I was thinking by using validation but not quite sure how to go with it. Please list some papers or ideas on how. This is for multi class problem (using one vs all approach). I think each class/category has its own speed in converging to a good strong classifier hence would need different number of weak classifiers to avoid overfitting.
You could use a hold-out validation set. Break your training data into two pieces, which we'll call the training and validation sets.
Run AdaBoost on the training set.
After each iteration of AdaBoost where a new weak classifier is generated, run the meta-classifier comprised of all currently created weak classifiers on the validation set.
If the performance on the validation set has dropped relative to the performance in the previous iteration, stop and use the meta-classifier from the previous iteration as your final classifier.
Or, if you're worried about local optima, just stop if it is much worse (whatever much means) than the best classifier you've seen so far.

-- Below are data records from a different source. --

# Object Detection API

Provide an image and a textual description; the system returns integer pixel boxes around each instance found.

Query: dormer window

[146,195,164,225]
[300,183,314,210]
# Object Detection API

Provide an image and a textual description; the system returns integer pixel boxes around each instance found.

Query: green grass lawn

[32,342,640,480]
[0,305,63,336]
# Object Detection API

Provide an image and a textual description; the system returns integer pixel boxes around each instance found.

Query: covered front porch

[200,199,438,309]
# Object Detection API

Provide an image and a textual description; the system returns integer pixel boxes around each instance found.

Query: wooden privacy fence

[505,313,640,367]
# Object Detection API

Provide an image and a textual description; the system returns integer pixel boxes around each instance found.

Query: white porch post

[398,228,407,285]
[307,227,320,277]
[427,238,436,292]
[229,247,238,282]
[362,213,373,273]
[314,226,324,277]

Importantly, this approach will reduce the amount of training data available to you. There will be a trade off between reducing over-fitting (by taking a large, and thus representative, sample for the validation set), and under-fitting (since if your classifiers have less data to work with, they may not be able to learn all the patterns in the set).

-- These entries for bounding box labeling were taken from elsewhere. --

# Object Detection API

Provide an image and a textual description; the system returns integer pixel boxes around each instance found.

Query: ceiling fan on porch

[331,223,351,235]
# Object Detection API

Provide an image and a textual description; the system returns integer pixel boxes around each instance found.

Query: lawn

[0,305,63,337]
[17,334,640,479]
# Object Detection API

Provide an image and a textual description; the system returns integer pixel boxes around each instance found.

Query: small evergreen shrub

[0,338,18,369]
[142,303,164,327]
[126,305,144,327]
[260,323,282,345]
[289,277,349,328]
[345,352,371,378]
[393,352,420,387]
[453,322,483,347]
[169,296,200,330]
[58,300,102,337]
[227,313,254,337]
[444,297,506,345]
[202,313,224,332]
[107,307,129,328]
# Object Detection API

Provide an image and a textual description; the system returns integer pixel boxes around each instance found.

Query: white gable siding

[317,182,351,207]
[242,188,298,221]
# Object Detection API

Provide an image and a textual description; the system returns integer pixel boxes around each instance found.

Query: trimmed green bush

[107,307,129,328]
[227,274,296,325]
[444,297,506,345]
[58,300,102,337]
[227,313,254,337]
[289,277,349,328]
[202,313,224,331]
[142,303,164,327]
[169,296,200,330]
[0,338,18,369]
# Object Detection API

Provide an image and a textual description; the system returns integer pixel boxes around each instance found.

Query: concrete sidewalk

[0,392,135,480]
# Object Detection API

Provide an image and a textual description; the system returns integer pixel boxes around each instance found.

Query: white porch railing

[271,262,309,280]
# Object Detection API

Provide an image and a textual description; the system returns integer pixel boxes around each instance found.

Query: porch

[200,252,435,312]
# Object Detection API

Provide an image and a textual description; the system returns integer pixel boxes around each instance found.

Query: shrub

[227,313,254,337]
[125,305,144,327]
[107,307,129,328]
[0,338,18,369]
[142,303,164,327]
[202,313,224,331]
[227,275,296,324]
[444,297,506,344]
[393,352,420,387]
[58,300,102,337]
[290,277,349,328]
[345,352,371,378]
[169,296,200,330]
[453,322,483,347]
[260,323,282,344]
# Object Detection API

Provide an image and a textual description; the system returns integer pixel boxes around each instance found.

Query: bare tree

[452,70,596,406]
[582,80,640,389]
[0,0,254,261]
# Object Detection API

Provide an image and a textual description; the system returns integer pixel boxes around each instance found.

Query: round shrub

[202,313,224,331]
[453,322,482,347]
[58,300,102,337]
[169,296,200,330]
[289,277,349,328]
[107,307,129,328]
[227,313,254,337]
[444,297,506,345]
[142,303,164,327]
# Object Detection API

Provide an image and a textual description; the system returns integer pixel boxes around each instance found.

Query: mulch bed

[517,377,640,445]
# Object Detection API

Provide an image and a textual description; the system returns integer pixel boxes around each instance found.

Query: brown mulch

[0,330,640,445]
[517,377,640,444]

Thus, picking the proper size of validation set is non-trivial. Some important considerations though:
If your data has class imbalance (which it will since you're doing 1 v. all classification), your validation and training sets must be selected in a way which preserves something like the desired class balances – if you put all the minority class exemplars in one of the two sets, things aren't going to work.
If data limitations are an issue, and you are considering up/down sampling the classes, then make sure you partition off the validation set before doing so.